CCA Futures Programme 2015 - The future of complaints management  
The aim of this year’s futures programme is to engage the CCA’s Industry Council in the process of identifying the key areas needed for industry-wide leadership and change in order to foster the most positive business environment for CCA members by 2020. The focus this time will be on the next three years, rather than taking a decade-long view as we did in 2012. Those scenarios helped us talk about underlying trends and the big challenges over the long term. So this year’s new visions will overlay them with shorter term perspectives from which we will derive more practical recommendations for members in a series of blue prints for action which I will be unveiling at Convention in November. 
The first of the four planned workshops was held on 22 January in London at the Which? office in Marylebone with 21 representatives from 17 organisations from CCA Industry Council from both private and public sectors. Starting with a review of 8 specially selected Future Foundation trends to assess which were the most relevant to the subject of future complaints management, it turned out that there was a high degree of consensus amongst the groups.  

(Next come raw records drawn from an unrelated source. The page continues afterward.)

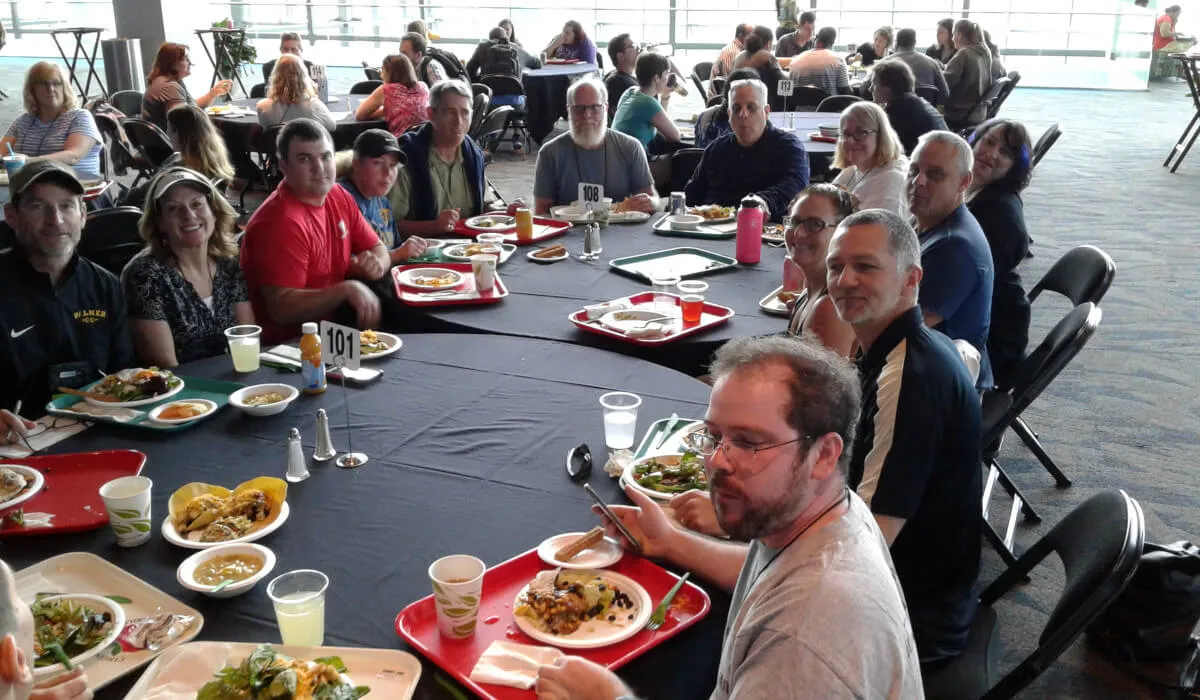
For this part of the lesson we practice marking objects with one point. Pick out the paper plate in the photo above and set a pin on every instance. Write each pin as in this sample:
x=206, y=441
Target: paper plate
x=595, y=633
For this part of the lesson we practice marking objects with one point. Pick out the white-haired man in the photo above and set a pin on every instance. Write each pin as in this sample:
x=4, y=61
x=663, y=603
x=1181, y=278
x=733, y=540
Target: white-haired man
x=592, y=154
x=755, y=160
x=955, y=292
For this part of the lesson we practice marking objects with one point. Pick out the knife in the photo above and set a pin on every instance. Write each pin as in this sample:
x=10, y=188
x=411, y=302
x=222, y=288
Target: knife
x=667, y=430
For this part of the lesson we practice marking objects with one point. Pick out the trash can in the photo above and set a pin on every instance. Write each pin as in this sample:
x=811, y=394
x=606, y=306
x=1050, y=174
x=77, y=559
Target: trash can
x=123, y=64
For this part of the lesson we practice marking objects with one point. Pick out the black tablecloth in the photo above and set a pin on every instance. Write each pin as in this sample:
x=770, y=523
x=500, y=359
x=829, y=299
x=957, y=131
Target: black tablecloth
x=543, y=295
x=466, y=438
x=240, y=131
x=546, y=95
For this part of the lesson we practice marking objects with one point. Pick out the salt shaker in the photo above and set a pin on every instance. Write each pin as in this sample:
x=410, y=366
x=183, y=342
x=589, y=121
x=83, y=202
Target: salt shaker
x=298, y=471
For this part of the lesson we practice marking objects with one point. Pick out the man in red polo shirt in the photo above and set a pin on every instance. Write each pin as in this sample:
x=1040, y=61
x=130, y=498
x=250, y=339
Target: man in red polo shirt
x=306, y=239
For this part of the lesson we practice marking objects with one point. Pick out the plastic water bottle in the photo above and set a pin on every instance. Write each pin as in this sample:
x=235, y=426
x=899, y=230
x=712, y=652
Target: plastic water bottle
x=749, y=241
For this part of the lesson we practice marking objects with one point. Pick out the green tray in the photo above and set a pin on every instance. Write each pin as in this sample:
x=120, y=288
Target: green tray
x=683, y=262
x=703, y=232
x=195, y=388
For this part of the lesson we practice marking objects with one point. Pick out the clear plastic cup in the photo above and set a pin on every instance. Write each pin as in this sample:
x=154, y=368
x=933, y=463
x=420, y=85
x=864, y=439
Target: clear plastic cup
x=244, y=347
x=299, y=599
x=619, y=418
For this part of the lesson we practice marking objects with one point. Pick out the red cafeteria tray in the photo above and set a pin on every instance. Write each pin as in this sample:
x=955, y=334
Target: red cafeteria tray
x=468, y=294
x=543, y=228
x=712, y=315
x=419, y=626
x=72, y=489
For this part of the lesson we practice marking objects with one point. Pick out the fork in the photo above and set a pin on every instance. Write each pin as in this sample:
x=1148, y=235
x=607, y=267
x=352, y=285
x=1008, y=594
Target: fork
x=659, y=617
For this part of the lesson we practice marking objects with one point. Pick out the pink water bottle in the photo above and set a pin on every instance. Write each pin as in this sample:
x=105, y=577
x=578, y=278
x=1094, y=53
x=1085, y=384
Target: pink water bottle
x=749, y=243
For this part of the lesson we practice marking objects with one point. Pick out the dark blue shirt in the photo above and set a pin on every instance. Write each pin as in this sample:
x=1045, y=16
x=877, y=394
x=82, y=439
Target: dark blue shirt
x=775, y=168
x=916, y=456
x=958, y=282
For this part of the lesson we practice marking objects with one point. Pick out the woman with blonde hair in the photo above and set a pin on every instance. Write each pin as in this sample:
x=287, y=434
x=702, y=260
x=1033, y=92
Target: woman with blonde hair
x=186, y=286
x=292, y=95
x=873, y=160
x=402, y=100
x=54, y=127
x=165, y=84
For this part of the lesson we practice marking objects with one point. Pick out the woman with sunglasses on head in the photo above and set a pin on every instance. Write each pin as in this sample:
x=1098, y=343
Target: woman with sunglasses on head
x=873, y=160
x=813, y=217
x=1002, y=169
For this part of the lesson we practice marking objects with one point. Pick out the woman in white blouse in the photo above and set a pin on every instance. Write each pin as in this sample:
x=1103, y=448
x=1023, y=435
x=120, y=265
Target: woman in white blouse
x=871, y=157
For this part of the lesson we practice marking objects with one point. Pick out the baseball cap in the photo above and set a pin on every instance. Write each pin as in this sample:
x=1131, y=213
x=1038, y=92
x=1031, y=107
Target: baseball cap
x=168, y=179
x=373, y=143
x=42, y=171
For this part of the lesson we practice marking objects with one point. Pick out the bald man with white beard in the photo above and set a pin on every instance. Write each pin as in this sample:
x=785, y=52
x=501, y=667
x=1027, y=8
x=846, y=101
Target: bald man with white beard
x=593, y=154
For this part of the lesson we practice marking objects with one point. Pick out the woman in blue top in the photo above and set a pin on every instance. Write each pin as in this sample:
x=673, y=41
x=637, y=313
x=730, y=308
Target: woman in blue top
x=642, y=109
x=53, y=127
x=573, y=45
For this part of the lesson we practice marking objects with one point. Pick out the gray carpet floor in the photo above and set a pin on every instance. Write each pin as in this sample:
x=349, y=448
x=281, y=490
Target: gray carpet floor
x=1126, y=413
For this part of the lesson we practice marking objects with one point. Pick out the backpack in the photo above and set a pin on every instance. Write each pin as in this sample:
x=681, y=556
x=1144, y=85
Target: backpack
x=501, y=60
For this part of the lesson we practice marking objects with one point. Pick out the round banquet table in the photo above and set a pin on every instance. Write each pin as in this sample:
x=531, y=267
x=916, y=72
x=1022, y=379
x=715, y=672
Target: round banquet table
x=543, y=295
x=466, y=441
x=241, y=130
x=546, y=95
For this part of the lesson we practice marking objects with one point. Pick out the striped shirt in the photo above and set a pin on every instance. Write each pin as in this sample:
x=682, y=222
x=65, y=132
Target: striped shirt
x=35, y=137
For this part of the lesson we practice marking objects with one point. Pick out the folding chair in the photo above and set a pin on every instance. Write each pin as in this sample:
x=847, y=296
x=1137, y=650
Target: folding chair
x=1002, y=410
x=1099, y=545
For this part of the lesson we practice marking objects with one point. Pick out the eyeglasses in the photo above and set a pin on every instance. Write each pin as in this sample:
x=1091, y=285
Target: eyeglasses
x=858, y=136
x=705, y=444
x=587, y=109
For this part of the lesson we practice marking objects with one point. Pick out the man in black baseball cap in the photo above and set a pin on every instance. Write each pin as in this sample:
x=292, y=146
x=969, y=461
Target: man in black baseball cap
x=61, y=317
x=373, y=171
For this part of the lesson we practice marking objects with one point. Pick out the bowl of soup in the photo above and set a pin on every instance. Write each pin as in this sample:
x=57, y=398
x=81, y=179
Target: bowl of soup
x=244, y=564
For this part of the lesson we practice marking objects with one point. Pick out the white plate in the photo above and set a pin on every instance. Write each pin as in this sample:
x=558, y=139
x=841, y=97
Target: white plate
x=628, y=477
x=595, y=633
x=210, y=406
x=391, y=674
x=393, y=342
x=625, y=319
x=139, y=401
x=34, y=484
x=553, y=259
x=408, y=279
x=169, y=534
x=492, y=222
x=605, y=554
x=99, y=604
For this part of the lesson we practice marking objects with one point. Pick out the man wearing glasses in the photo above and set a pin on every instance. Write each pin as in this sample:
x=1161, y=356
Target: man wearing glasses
x=816, y=610
x=916, y=456
x=592, y=154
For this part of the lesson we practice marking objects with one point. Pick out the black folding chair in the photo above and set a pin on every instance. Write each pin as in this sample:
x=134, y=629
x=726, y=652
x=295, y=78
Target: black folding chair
x=365, y=87
x=838, y=102
x=111, y=237
x=127, y=101
x=1044, y=143
x=1099, y=544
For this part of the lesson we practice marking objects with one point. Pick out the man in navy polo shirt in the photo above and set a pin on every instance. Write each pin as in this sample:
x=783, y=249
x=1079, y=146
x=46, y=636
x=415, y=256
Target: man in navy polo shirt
x=916, y=455
x=63, y=318
x=955, y=291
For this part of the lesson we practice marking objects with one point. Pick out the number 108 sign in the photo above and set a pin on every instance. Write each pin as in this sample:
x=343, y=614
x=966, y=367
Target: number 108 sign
x=340, y=345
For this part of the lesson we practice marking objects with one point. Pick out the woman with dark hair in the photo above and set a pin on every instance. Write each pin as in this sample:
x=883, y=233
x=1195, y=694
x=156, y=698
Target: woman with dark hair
x=402, y=100
x=573, y=43
x=1002, y=169
x=813, y=217
x=165, y=84
x=714, y=121
x=943, y=48
x=641, y=111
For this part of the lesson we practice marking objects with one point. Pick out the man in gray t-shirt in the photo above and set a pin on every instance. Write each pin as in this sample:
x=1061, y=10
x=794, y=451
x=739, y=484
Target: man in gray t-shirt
x=816, y=608
x=592, y=154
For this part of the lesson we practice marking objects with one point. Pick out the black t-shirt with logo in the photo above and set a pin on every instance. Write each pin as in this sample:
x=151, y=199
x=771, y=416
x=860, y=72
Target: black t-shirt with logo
x=60, y=335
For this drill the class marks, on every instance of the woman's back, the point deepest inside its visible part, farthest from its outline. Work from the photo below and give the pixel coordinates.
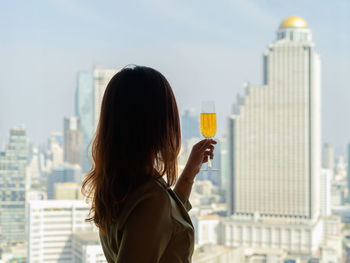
(153, 227)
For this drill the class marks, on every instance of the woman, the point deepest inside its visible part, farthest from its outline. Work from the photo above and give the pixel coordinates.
(136, 144)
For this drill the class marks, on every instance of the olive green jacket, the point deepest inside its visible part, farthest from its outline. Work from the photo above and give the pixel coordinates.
(154, 227)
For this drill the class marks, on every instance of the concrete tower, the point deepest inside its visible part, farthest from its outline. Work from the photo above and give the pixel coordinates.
(275, 132)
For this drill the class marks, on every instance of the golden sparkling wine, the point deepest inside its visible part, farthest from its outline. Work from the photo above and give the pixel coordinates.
(208, 124)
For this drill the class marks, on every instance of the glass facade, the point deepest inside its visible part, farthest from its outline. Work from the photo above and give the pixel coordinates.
(84, 110)
(13, 162)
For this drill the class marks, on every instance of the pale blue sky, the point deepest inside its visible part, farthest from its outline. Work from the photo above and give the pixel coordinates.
(206, 49)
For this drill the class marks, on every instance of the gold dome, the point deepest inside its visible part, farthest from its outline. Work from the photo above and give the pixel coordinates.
(294, 21)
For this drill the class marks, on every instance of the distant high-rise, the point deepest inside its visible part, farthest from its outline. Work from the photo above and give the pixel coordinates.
(72, 140)
(101, 77)
(51, 224)
(275, 132)
(13, 164)
(348, 173)
(84, 109)
(328, 156)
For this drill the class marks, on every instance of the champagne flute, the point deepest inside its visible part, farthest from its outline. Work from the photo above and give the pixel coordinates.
(208, 123)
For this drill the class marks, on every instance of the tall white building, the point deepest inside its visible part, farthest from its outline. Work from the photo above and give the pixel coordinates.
(87, 248)
(275, 132)
(51, 224)
(101, 77)
(328, 156)
(73, 140)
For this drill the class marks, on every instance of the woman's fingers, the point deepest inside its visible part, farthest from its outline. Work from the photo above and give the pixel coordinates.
(205, 144)
(206, 154)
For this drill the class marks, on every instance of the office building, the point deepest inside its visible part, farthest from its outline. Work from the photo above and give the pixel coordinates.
(87, 248)
(101, 78)
(13, 165)
(51, 224)
(328, 156)
(326, 190)
(348, 174)
(73, 140)
(274, 145)
(275, 132)
(84, 109)
(65, 173)
(68, 191)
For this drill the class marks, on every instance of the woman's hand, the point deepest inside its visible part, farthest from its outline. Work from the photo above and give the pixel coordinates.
(198, 156)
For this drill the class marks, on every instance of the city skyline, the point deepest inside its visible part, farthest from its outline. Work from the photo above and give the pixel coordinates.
(180, 43)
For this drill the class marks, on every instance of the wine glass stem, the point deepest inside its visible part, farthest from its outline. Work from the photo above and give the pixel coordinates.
(209, 162)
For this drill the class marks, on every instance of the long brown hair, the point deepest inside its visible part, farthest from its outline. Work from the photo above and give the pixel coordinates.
(138, 136)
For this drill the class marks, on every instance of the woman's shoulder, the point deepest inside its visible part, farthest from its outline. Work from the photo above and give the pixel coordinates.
(152, 193)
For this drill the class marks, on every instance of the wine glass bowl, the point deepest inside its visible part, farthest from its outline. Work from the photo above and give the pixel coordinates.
(208, 122)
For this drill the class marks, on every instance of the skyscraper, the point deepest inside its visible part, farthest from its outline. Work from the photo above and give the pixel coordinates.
(328, 156)
(101, 77)
(275, 132)
(348, 173)
(84, 109)
(51, 224)
(72, 140)
(13, 163)
(190, 124)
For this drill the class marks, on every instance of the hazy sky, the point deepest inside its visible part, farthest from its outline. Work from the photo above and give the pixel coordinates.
(206, 49)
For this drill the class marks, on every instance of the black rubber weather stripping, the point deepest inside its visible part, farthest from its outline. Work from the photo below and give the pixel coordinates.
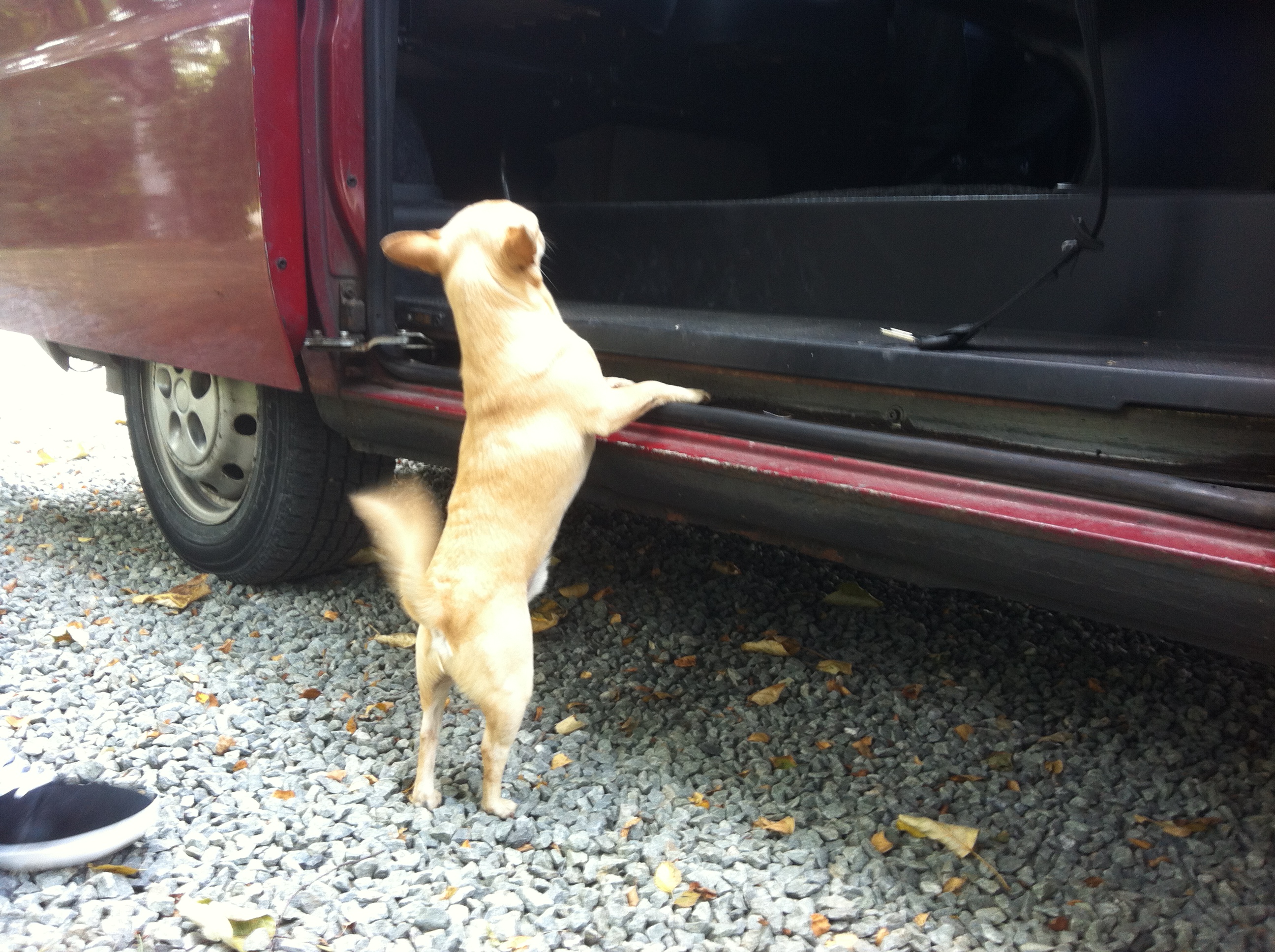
(380, 64)
(1251, 507)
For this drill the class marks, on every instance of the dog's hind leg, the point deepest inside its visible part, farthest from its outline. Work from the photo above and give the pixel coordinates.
(434, 684)
(495, 671)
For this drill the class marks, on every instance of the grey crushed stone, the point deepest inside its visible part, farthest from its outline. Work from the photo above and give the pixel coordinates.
(1175, 732)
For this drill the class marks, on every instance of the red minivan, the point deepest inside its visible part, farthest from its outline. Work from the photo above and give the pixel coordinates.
(753, 197)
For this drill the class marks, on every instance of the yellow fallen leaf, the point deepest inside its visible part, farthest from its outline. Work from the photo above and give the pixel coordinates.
(402, 639)
(179, 595)
(768, 695)
(851, 595)
(667, 877)
(830, 667)
(113, 868)
(222, 922)
(777, 826)
(569, 724)
(959, 839)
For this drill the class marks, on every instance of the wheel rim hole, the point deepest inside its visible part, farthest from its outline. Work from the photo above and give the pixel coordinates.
(199, 385)
(197, 431)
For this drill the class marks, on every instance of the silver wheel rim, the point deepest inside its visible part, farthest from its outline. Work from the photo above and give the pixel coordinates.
(205, 431)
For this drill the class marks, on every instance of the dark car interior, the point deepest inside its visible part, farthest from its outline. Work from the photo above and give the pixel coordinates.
(742, 194)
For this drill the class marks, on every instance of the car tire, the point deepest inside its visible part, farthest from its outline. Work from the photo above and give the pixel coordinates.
(244, 481)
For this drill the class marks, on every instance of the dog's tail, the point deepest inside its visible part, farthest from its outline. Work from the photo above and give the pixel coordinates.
(404, 524)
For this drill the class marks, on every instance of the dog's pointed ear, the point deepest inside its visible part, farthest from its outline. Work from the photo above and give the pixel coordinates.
(519, 246)
(420, 250)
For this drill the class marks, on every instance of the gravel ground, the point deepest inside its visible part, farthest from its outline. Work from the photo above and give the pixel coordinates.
(1095, 727)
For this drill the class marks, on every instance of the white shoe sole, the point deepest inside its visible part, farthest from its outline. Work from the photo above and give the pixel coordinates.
(82, 848)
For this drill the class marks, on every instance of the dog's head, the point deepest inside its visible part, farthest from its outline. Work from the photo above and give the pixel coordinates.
(507, 234)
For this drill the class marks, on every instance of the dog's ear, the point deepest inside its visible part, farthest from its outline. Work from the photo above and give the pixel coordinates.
(420, 250)
(519, 246)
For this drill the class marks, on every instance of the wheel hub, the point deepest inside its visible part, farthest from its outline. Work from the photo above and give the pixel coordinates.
(205, 430)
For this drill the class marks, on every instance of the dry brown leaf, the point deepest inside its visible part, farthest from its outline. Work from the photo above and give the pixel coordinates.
(851, 595)
(830, 667)
(768, 695)
(399, 639)
(179, 595)
(958, 839)
(777, 826)
(667, 877)
(113, 868)
(686, 900)
(569, 724)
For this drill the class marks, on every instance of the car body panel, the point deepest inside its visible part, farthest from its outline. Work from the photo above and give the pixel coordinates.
(132, 217)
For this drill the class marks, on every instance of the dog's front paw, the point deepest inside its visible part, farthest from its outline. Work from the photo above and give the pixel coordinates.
(500, 807)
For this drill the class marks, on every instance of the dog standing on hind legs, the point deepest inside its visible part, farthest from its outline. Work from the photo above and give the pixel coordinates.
(535, 401)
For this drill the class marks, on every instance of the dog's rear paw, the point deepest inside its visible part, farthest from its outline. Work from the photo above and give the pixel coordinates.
(500, 807)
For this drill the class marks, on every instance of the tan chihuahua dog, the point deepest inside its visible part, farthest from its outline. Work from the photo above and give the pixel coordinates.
(535, 402)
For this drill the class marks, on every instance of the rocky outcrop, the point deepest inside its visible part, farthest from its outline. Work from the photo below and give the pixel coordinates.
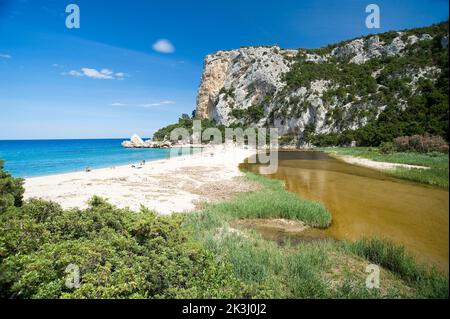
(137, 142)
(254, 77)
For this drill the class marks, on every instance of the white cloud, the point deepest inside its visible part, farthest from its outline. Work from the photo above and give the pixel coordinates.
(75, 73)
(104, 74)
(167, 102)
(163, 46)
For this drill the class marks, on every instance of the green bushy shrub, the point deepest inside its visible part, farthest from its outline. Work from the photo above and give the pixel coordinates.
(11, 190)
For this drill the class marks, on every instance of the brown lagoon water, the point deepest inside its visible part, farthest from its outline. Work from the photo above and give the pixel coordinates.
(367, 203)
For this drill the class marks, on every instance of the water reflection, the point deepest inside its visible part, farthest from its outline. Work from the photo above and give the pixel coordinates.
(365, 202)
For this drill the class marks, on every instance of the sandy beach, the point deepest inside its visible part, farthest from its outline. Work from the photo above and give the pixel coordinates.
(176, 184)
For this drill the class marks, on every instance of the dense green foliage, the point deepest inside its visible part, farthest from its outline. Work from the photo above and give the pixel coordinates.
(120, 254)
(252, 114)
(382, 83)
(437, 174)
(11, 189)
(185, 123)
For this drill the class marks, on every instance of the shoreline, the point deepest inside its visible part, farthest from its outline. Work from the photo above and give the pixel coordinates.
(174, 184)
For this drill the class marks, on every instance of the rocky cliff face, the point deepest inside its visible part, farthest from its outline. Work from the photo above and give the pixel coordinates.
(323, 89)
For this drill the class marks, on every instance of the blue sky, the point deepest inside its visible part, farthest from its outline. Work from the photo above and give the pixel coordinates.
(107, 80)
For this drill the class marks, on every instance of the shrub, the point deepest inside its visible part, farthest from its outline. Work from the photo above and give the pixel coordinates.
(387, 148)
(120, 254)
(421, 143)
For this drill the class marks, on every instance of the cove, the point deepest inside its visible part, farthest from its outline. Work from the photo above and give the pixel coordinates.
(368, 203)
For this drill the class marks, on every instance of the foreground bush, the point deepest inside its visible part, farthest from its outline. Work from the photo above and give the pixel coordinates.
(120, 254)
(11, 189)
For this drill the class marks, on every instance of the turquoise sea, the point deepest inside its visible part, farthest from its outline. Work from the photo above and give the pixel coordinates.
(27, 158)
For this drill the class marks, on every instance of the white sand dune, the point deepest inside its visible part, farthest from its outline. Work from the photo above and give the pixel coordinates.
(169, 185)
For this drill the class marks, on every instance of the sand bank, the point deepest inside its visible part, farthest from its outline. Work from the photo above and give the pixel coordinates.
(175, 184)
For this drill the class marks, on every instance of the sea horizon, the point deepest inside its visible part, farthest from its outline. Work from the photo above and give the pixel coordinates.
(43, 157)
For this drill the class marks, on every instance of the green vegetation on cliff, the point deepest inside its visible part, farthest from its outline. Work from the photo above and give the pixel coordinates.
(382, 91)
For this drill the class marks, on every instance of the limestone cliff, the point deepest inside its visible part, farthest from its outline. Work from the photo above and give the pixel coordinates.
(339, 87)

The most powerful was considered to be the emergence of the Multi Social Consumer – this describes the way in which individuals are now expanding their social media portfolio, interacting in different ways with different groups and networks, and expecting brands and organisations to be able to respond and reach them appropriately in resolving issues – whatever social media platform they chose to use and with the necessary tools and idioms. For example, SnapChat is being used to recruit serving staff in Sober Land – an interestingly-named pub in Ireland! Given that the next workshop (19th March) will focus on social media, this bodes well for that session as we will be exploring the challenges that this raises for the next three years in more detail. 
The second most relevant trend selected was Living La Vida Data. If big data has been a hot topic already, this trend tells us that it will only get bigger as we go forward with an ever greater onus on the organisation to be able to analyse and assess the signals from customers in real time to provide timely and appropriate support when problems arise. 
The third most powerful trend was considered to be De-Pop! This describes the move to more integrated, flexible and effective artificial intelligence at every interface, progressively replacing human beings and the need for service providers to lead in testing and incorporating these in ways that will smooth the interface and provide a seamless and timely service across all channels in dealing with complaints. 
Building on these trends four narratives for the future of complaints management were developed in teams. Called Open Choice; Anticipate!; Knowing Me, Knowing You and Intuit - these ranged from the need to get consumers more actively involved in personalising their own products and services through open systems and thus reducing the potential for problems and dissatisfaction, to the idea of using biometric sensors and visualisation tools to highlight stress and negative emotions as they arise and deal with them directly. They all provided useful fresh perspective on the future – and will be revisited in subsequent stages of the work. 
Most positively, all the groups felt the trends are pointing to a more central and powerful role for customer service and complaint handling within the organisation of the future – providing there is sufficient investment in the tools and expertise to respond and analyse customer needs and movements, this will become the 24 hour control centre of the brand of the future. Already advertising agency agencies and other comms specialists feel that they are losing out as more activity is managed and integrated from within the heart of the organisation. Power is flowing in the contact centre’s direction – we just need to be able to work effectively to shape and manage the opportunity. Watch this space!